War Memorial Stadium

Jonah Field at War Memorial Stadium is an outdoor football stadium on the campus of the University of Wyoming in Laramie. It is the home field of the Wyoming Cowboys of the Mountain West Conference. It is the highest Division I FBS college football stadium in the nation; the playing field sits at a lofty elevation of 7215 feet (2199 m) above sea level. The next highest Division I FBS stadium is Falcon Stadium at the U.S. Air Force Academy, about 600 feet (182 m) lower in Colorado Springs.

History

War Memorial Stadium was built (along with the War Memorial Fieldhouse) in the spring and summer of 1950. The stadium, which replaced tiny Corbett Field, originally sat 20,000 in grandstands on the east & west sides of the field. In 1970, the western upper deck, containing 5,500 seats and a new press box, was added, and in 1978 the eastern press box and northern bleachers were added, bringing capacity up to 29,181 . The playing field runs mostly in the traditional north-south configuration; it is slightly skewed to the NE-SW, about 10 degrees.

In 2001, a new video scoreboard was added, and the bleachers in the north end zone were moved to the south end zone. In 2004, the western stands were refurbished and the press box expanded, bringing the stadium to its current capacity. In 2005, the natural grass at War Memorial Stadium was replaced by infilled artificial turf, similar to FieldTurf. The new surface, known as "Desso Challenge Pro 60 Monofilament Synthetic Turf," is the first of its kind in Division I-A football. The field itself was renamed "Jonah Field" in honor of the Wyoming gas fields owned by the primary benefactors of the turf project, the Martin and McMurry families.
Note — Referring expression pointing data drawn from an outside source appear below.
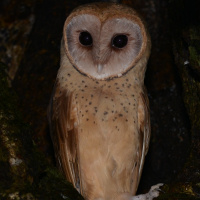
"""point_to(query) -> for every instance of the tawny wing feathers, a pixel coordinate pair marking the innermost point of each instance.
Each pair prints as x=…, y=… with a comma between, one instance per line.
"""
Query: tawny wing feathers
x=64, y=134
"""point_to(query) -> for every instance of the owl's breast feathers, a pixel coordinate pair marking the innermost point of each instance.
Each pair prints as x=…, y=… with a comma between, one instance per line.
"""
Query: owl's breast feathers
x=101, y=135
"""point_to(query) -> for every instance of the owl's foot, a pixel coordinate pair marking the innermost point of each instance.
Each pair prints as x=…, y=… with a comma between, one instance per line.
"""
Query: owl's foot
x=153, y=192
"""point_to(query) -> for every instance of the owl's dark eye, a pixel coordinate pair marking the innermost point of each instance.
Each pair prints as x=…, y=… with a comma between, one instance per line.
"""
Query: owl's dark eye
x=119, y=41
x=85, y=38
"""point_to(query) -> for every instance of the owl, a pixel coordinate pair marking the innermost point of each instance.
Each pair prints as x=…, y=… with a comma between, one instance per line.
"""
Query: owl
x=99, y=110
Below the new north end zone scoreboard is a 62" (1.6 m) statue named "Cowboy Tough" by Chris Navarro. "Fanning a Twister", located to the north of the stadium at the main entrance to the athletic complex, is modeled after a photo of Guy Holt riding "Steamboat," the 1909 winner of "Worst Horse" at Frontier Park in Cheyenne. In the 1920s, an equipment manager named Deane Hunton had found the picture. Thinking it embodied the spirit of the athletics program and the cowboy life, he stenciled an outline of it, which has become the familiar logo of the university (also found on state license plates and many other places around the state).

In addition to UW home games, the stadium also hosted the WHSAA State Football Championships in 2009 and 2010.

Before the 2010 season, the new Wildcatter Stadium Club and Suites opened. The Wildcatter features 12 individual suites along with a stadium-club area that contains 256 indoor seats.